Jake shot him a sidelong glance from where he sat, with Ellie at his feet.
"Where do you keep them?" Adam asked. He couldn't let it go. The warg within him seemed to have curled up tight and small, which was unusual. He'd never felt fear from it before. "Aren't you scared they'll escape?"
Vex snorted. "Not from my cages they won't. I keep them below the arena, and the only way for them to get out is if someone lets them out. My warg cages are Confederacy-made. Nothing's getting out of them once they're in it."
Another link to the Eastern Confederacy. Was this how Vex was paid?
A female reiver begged her captors as they dragged her toward two enormous posts at the edge of the arena. Ignoring her, the guards chained her between the posts, and stepped back out of the way as the crowd began to chant.
"Slash! Slash! Slash!" cried a section of the crowd nearby.
"What are they doing with her?" Mia whispered in his ear. She'd curled against his shoulder, as if a little intimidated.
She was just sheltered enough that the answer didn't spring immediately to mind. Adam, however, had seen far too much of human nature.
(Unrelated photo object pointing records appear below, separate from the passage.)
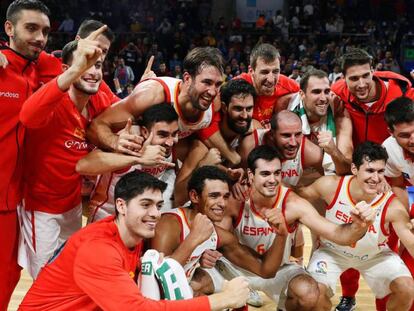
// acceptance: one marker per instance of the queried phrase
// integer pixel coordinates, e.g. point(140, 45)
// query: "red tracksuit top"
point(369, 123)
point(54, 143)
point(17, 83)
point(96, 271)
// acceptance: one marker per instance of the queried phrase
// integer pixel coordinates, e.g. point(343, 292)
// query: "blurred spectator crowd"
point(309, 34)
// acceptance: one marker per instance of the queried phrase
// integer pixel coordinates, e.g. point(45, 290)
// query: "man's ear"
point(144, 132)
point(187, 77)
point(121, 206)
point(9, 28)
point(223, 107)
point(193, 195)
point(250, 69)
point(354, 169)
point(65, 67)
point(250, 176)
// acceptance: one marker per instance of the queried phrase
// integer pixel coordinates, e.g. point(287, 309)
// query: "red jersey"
point(55, 141)
point(17, 83)
point(368, 122)
point(93, 271)
point(265, 105)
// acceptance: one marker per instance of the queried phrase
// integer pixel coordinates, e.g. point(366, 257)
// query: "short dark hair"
point(236, 87)
point(274, 121)
point(265, 152)
point(201, 57)
point(265, 51)
point(400, 110)
point(369, 152)
point(17, 6)
point(135, 183)
point(90, 25)
point(158, 113)
point(355, 57)
point(200, 175)
point(311, 73)
point(67, 52)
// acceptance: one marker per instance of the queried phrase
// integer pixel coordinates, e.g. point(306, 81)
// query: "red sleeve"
point(214, 127)
point(48, 67)
point(102, 277)
point(39, 108)
point(107, 90)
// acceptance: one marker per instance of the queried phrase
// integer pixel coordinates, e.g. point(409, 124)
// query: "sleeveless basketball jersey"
point(102, 197)
point(339, 212)
point(211, 243)
point(292, 170)
point(255, 232)
point(171, 91)
point(326, 123)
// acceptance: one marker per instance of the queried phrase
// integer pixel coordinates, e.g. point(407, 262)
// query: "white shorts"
point(326, 266)
point(42, 233)
point(275, 288)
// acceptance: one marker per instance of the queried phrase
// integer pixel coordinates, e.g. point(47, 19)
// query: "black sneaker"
point(346, 304)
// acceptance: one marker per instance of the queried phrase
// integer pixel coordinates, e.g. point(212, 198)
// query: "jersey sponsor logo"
point(321, 267)
point(345, 218)
point(154, 171)
point(10, 95)
point(79, 133)
point(263, 231)
point(290, 173)
point(77, 145)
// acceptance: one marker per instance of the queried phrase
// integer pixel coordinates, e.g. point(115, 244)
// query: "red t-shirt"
point(368, 122)
point(55, 141)
point(263, 105)
point(93, 271)
point(17, 83)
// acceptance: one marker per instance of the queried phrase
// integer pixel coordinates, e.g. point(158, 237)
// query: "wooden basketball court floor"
point(365, 298)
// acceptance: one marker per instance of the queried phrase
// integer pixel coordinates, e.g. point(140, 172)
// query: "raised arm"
point(115, 117)
point(167, 236)
point(398, 216)
point(301, 210)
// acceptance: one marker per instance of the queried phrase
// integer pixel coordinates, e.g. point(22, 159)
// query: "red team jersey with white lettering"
point(339, 212)
point(255, 232)
point(292, 170)
point(211, 243)
point(172, 88)
point(55, 141)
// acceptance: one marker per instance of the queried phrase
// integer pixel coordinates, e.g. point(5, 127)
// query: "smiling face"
point(239, 114)
point(265, 76)
point(288, 137)
point(140, 215)
point(316, 98)
point(90, 81)
point(203, 88)
point(360, 83)
point(267, 177)
point(404, 134)
point(369, 175)
point(30, 33)
point(165, 134)
point(213, 199)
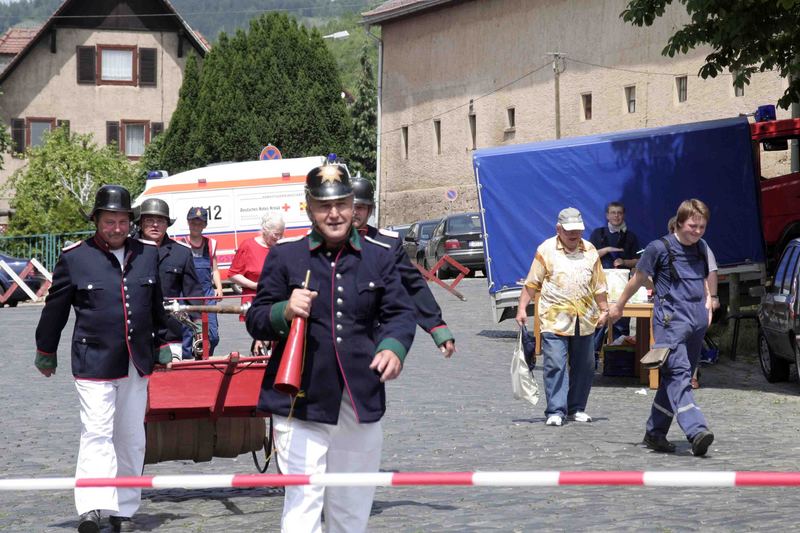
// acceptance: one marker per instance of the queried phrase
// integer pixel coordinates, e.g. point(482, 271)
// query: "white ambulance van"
point(236, 196)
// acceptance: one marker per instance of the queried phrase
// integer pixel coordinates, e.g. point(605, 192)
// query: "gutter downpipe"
point(378, 129)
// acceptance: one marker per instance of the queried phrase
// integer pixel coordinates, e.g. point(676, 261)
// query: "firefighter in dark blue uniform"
point(175, 265)
point(334, 424)
point(678, 266)
point(111, 281)
point(428, 314)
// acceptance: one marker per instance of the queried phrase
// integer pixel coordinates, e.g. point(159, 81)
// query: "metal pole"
point(378, 130)
point(557, 70)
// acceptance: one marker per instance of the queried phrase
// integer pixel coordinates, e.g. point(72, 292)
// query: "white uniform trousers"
point(314, 448)
point(112, 440)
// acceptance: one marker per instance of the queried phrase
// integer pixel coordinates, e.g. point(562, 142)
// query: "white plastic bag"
point(523, 384)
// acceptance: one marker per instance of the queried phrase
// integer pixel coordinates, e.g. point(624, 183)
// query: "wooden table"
point(643, 313)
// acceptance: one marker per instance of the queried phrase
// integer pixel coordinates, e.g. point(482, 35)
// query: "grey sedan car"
point(778, 317)
point(461, 237)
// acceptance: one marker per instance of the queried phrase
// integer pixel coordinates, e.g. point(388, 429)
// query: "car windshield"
point(426, 229)
point(464, 224)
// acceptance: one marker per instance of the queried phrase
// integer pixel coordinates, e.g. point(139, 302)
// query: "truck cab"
point(780, 208)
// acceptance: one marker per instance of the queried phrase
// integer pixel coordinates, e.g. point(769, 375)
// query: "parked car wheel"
point(797, 360)
point(774, 368)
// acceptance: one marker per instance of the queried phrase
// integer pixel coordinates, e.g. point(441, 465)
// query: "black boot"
point(659, 444)
point(89, 522)
point(701, 442)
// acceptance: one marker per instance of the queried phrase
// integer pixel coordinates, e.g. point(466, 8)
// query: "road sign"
point(270, 152)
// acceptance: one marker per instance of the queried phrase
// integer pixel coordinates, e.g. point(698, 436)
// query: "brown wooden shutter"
point(112, 133)
point(18, 134)
point(86, 64)
point(147, 66)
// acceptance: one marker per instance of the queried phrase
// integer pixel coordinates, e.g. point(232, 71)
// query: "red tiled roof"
point(14, 40)
point(399, 8)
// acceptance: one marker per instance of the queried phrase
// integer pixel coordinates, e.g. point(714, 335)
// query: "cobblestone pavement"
point(442, 416)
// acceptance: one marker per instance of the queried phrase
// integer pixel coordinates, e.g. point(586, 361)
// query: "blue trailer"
point(521, 189)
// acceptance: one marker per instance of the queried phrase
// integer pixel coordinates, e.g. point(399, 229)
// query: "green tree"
point(365, 120)
point(276, 83)
point(746, 37)
point(60, 181)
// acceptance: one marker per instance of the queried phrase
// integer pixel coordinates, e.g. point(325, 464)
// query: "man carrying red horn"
point(360, 325)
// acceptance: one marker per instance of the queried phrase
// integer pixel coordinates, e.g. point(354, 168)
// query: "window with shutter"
point(147, 66)
point(18, 134)
point(112, 133)
point(86, 64)
point(117, 64)
point(135, 135)
point(37, 128)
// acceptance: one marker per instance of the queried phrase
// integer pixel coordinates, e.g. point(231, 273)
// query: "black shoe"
point(89, 522)
point(121, 523)
point(701, 442)
point(659, 444)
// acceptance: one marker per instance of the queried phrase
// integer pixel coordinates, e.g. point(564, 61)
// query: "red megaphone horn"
point(290, 369)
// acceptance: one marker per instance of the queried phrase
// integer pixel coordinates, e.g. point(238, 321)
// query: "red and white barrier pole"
point(389, 479)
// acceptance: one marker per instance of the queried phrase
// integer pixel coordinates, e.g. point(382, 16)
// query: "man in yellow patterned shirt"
point(568, 275)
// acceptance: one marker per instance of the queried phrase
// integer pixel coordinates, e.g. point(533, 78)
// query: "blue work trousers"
point(567, 391)
point(675, 397)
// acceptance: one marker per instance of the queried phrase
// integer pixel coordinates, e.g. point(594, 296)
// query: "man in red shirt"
point(249, 260)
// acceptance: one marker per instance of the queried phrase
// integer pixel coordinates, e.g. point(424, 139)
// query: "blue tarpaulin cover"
point(521, 189)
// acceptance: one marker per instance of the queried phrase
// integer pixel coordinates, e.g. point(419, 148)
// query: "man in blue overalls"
point(204, 253)
point(678, 266)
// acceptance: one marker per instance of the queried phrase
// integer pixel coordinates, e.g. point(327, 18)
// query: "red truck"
point(780, 196)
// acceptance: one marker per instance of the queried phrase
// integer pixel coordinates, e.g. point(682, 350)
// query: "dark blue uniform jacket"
point(118, 312)
point(178, 278)
point(358, 285)
point(428, 314)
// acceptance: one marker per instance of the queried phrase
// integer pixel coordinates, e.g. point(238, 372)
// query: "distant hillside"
point(208, 16)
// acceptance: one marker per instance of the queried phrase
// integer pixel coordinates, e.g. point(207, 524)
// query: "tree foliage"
point(365, 119)
point(276, 83)
point(47, 189)
point(747, 36)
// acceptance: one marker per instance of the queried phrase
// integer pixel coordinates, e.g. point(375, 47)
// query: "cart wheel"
point(267, 451)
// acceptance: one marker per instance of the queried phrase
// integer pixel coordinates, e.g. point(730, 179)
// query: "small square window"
point(511, 117)
point(117, 65)
point(681, 83)
point(135, 135)
point(630, 98)
point(586, 104)
point(38, 129)
point(134, 140)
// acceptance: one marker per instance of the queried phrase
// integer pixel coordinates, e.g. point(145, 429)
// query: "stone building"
point(457, 75)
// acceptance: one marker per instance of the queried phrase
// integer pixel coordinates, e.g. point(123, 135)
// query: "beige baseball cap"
point(570, 219)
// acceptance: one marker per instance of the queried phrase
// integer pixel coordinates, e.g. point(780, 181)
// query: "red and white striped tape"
point(390, 479)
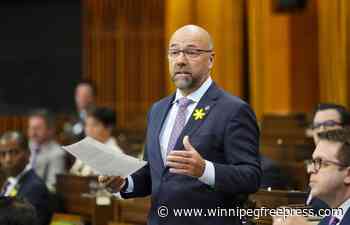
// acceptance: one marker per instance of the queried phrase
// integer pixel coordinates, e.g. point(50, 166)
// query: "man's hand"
point(114, 184)
point(290, 220)
point(187, 162)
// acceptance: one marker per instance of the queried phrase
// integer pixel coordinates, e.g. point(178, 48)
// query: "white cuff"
point(208, 176)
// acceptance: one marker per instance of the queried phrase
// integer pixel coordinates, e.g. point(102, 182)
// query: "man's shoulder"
point(162, 102)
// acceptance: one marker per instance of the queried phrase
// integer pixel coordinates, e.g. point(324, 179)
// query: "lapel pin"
point(198, 114)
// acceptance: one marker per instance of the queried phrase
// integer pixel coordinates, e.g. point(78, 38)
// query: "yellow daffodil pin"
point(198, 114)
point(13, 193)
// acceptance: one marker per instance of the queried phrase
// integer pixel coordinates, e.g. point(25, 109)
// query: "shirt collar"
point(197, 94)
point(14, 180)
point(344, 206)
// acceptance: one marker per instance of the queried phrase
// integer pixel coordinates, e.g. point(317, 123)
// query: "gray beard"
point(183, 84)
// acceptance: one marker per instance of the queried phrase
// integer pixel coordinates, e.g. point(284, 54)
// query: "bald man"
point(202, 143)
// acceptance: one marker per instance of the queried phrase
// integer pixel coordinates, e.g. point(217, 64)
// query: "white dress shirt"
point(208, 176)
point(13, 181)
point(345, 207)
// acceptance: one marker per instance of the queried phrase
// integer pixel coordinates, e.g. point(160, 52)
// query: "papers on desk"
point(104, 159)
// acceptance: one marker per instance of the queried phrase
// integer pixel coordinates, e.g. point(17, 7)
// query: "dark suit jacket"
point(228, 136)
point(34, 190)
point(345, 220)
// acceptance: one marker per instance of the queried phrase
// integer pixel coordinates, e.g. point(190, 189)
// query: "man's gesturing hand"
point(187, 162)
point(115, 184)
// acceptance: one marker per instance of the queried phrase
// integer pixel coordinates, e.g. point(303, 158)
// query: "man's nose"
point(7, 158)
point(181, 60)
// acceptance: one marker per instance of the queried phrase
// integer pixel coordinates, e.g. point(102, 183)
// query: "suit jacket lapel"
point(161, 115)
point(206, 103)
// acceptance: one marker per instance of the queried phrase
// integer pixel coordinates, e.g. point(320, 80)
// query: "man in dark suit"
point(21, 180)
point(329, 172)
point(202, 143)
point(16, 211)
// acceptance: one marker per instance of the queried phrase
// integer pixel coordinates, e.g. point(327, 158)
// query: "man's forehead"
point(8, 144)
point(190, 38)
point(328, 114)
point(327, 148)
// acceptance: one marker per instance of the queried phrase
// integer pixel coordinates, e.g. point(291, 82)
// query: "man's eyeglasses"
point(190, 53)
point(11, 152)
point(317, 164)
point(327, 123)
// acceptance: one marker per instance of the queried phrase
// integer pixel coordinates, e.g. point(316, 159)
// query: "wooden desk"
point(73, 191)
point(134, 211)
point(274, 199)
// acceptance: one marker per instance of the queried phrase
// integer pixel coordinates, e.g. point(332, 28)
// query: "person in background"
point(16, 211)
point(99, 124)
point(21, 180)
point(47, 158)
point(327, 116)
point(329, 172)
point(85, 93)
point(201, 144)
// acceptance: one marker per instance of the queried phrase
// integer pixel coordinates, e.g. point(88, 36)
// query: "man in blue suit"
point(202, 143)
point(21, 180)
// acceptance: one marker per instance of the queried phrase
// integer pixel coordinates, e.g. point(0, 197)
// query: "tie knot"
point(333, 221)
point(184, 102)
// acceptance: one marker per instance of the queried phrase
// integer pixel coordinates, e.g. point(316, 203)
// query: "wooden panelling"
point(283, 58)
point(13, 123)
point(334, 21)
point(124, 55)
point(224, 21)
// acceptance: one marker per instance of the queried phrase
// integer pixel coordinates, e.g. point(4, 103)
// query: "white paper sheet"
point(103, 159)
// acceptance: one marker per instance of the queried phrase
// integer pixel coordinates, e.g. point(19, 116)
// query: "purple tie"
point(4, 188)
point(333, 221)
point(180, 121)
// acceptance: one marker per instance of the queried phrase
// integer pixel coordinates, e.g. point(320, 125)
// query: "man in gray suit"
point(47, 158)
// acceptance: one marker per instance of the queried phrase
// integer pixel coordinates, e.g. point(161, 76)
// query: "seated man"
point(329, 172)
point(21, 180)
point(99, 125)
point(14, 211)
point(327, 116)
point(47, 158)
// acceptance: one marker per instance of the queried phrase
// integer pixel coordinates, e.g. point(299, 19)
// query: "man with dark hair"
point(15, 211)
point(22, 181)
point(47, 158)
point(99, 125)
point(329, 172)
point(328, 116)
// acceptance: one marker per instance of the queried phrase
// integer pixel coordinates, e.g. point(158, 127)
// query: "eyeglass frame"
point(327, 123)
point(185, 52)
point(11, 152)
point(321, 163)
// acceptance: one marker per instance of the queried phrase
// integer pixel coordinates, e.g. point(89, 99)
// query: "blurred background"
point(283, 57)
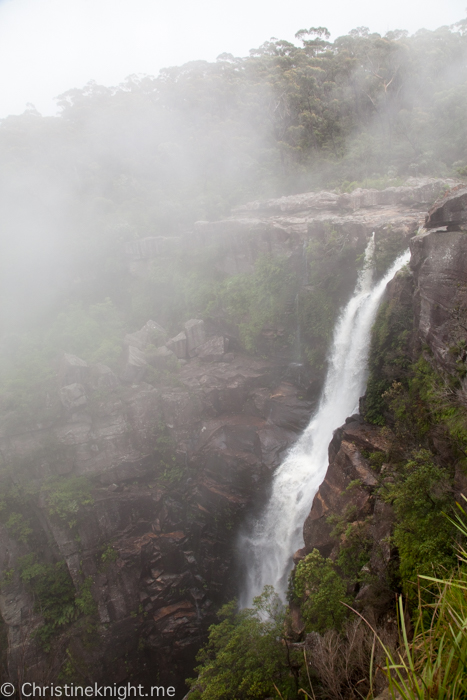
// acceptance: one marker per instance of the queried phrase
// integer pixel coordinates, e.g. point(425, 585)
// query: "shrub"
point(245, 657)
point(321, 592)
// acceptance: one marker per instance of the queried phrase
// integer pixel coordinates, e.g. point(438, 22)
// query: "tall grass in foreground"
point(433, 665)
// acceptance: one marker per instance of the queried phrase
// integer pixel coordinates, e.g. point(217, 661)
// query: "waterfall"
point(268, 549)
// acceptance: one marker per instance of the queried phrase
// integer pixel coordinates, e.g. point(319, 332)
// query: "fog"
point(153, 155)
point(49, 46)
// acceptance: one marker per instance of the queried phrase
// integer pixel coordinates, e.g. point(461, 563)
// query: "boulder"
point(178, 345)
point(135, 365)
point(195, 335)
point(212, 350)
point(151, 332)
point(72, 370)
point(101, 378)
point(162, 358)
point(73, 396)
point(450, 211)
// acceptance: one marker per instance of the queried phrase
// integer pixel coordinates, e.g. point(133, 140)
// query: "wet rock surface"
point(173, 465)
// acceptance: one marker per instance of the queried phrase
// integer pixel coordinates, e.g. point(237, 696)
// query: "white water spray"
point(268, 550)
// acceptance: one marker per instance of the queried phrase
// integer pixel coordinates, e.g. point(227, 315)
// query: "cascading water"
point(267, 551)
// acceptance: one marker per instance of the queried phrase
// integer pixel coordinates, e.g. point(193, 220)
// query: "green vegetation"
point(421, 495)
point(66, 495)
point(432, 660)
point(246, 656)
point(320, 590)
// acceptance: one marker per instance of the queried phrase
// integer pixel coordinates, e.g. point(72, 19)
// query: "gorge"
point(129, 487)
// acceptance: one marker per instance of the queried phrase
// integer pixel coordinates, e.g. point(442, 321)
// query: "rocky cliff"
point(417, 379)
point(135, 482)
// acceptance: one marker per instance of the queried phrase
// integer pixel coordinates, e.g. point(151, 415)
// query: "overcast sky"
point(50, 46)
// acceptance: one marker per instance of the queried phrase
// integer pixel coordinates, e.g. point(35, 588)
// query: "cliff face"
point(431, 298)
point(138, 482)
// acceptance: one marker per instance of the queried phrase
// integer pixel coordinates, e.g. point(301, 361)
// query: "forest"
point(148, 159)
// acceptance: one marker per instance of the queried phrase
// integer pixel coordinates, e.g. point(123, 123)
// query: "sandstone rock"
point(439, 261)
point(286, 410)
point(346, 465)
point(178, 345)
point(151, 332)
point(162, 358)
point(73, 396)
point(72, 370)
point(195, 334)
point(135, 365)
point(101, 378)
point(212, 350)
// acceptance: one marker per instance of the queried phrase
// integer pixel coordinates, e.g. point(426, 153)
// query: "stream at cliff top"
point(268, 548)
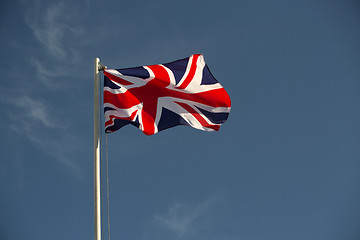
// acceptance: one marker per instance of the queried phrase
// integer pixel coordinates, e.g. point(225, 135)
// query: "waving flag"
point(157, 97)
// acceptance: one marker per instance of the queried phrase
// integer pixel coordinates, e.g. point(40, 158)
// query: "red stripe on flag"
point(198, 117)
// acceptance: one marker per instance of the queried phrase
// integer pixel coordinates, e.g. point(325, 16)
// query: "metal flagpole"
point(97, 206)
point(97, 194)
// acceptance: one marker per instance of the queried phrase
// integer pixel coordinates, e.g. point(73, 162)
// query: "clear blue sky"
point(285, 166)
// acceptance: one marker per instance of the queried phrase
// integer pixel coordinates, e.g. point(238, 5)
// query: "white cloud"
point(52, 26)
point(35, 110)
point(183, 219)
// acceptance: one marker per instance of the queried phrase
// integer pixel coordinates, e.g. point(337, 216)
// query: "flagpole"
point(97, 206)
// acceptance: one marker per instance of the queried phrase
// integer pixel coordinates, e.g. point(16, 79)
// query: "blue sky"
point(284, 166)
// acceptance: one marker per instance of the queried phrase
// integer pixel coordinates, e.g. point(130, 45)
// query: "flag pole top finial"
point(101, 67)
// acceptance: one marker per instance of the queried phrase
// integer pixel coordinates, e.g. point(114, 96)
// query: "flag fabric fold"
point(157, 97)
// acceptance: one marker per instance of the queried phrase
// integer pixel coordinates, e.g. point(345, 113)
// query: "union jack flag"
point(157, 97)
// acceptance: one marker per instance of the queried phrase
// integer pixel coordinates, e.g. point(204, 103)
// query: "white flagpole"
point(97, 206)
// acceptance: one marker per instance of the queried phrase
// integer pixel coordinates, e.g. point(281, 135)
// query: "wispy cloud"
point(35, 110)
point(183, 219)
point(58, 29)
point(52, 26)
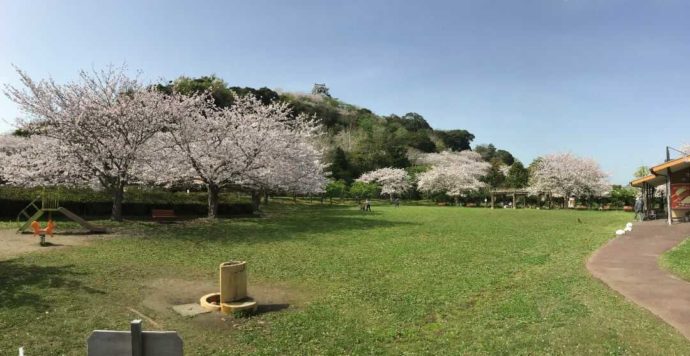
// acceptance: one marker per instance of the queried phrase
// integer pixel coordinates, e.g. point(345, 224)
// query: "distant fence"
point(10, 208)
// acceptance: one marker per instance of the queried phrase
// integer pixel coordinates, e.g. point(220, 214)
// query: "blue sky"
point(604, 79)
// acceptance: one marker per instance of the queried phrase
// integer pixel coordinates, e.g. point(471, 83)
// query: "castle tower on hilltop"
point(320, 89)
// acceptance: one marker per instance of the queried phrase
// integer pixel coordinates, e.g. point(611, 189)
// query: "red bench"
point(162, 215)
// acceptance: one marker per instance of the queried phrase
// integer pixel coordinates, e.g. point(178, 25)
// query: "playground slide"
point(76, 218)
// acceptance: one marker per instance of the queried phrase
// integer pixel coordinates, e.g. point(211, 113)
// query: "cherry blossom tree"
point(565, 175)
point(248, 146)
point(38, 161)
point(393, 181)
point(100, 123)
point(452, 173)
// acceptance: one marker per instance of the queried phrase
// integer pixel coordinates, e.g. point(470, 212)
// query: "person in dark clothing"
point(639, 209)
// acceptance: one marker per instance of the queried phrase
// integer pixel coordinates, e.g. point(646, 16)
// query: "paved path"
point(629, 265)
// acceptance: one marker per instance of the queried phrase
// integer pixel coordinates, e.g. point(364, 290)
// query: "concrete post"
point(233, 281)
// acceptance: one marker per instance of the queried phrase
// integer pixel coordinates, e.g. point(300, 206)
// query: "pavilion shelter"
point(674, 175)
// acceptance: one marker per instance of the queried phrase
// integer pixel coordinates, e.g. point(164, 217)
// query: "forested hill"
point(358, 139)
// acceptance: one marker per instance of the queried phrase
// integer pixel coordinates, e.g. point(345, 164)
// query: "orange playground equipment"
point(49, 204)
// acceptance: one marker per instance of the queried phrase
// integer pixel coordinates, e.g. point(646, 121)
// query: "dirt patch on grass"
point(163, 294)
point(13, 244)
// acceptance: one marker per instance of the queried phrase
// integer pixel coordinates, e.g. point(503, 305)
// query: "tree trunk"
point(256, 200)
point(213, 193)
point(118, 197)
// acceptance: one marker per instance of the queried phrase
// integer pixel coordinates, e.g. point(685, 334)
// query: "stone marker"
point(144, 343)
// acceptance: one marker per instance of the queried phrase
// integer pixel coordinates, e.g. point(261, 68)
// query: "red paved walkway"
point(629, 265)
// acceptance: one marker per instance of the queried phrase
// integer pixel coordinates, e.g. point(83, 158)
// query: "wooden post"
point(137, 344)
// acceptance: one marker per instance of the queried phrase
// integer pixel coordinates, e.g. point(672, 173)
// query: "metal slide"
point(76, 218)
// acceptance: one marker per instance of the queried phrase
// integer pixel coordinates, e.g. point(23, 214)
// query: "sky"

Maybe it wasn't the wargs that people should fear. "She's their prize."
"Correct," Vex said, sipping her drink and proving just how much attention she was paying to their little group. "Bitch tried to steal from me. I might make her sweat a bit before I rescue her and send her to the slave markets. Or I might just let the match decide her fate."
He flinched as the iron gates at the opposite side of the arena rattled open, and a warg spilled into the midst of the sands in full shift. A monster of disjointed proportions, its black fur shaggy and thick, it ran on all four feet, revealing lean flanks and enough ribs to show how hungry it was.
Vex clearly didn't pay too much for their upkeep after all.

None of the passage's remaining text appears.